The body of U.S. Marine from Coal City, southwest of Chicago, was found under the flight path of an aircraft after he apparently fell out during a training exercise.
Steven Hancock, a 2nd Marine Aircraft Wing Marine, was found late Tuesday afternoon.
Hancock's MV-22B Osprey aircraft was conducting a training flight Monday evening when the Marine disappeared about 45 miles west of Marine Corps Air Station New River, near Jacksonville, North Carolina.
Personnel on board the aircraft with Hancock on Monday told NBC News they weren't immediately aware that Hancock had fallen out a cargo door.
"We did not learn of his fall immediately and we are not sure why," 1st Lt. Hector Alejandro, spokesman for the 2nd Marine Aircraft Wing, told NBC News on Wednesday. "It's going to be investigated. It is unfortunate the length of time it took, and honestly we don't know how long that was."

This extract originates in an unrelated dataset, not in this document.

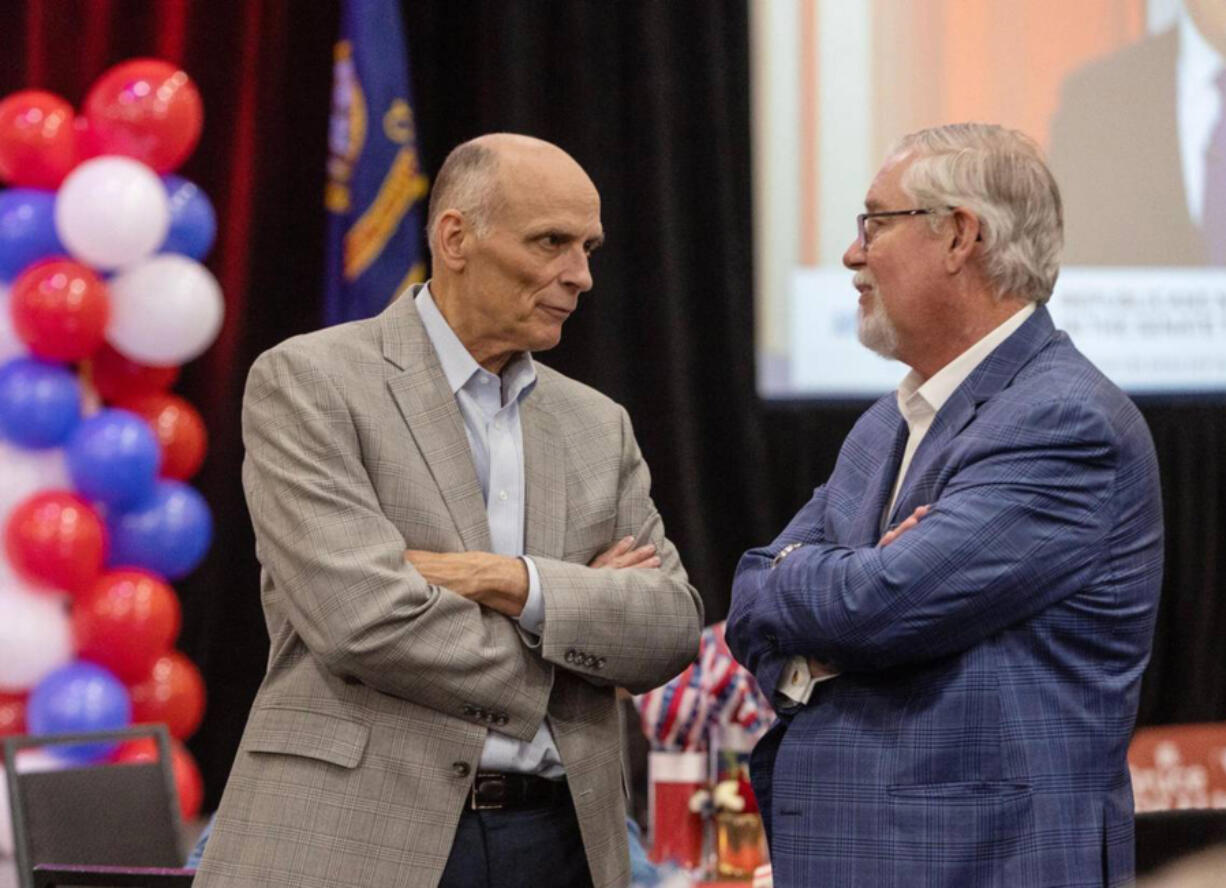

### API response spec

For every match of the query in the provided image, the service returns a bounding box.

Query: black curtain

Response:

Friends say Hancock died doing what he loved. His Coal City High School principal, Mitchell Hamann, said he died doing what he loved.
For those who knew him, that was always a goal. He was an Eagle Scout, which right there describes what kid was ... the character he has," Hamann said.
Hancock joined the service after graduating in 2011.
"He was a quiet leader," school district superintendent Kent Bugg said. "His senior year he got involved in our GABC program and our welding program. You can tell what kind of kid he was to be going to serve his country in the Marines. He was just a top quality kid from a good family."
Hancock would have turned 21 this week. His death comes at what would have otherwise been a happy time for his family.
"It really was a shock and it hit close to home for the school district. His older sister Julia graduated from here. His younger sister Mallory graduated on Sunday and his mother is an aide with us in the special ed department working with our special needs students," Bugg said.
"When we have a loss of one of our graduates, it is like we lost a member of our family as well," Hamann said.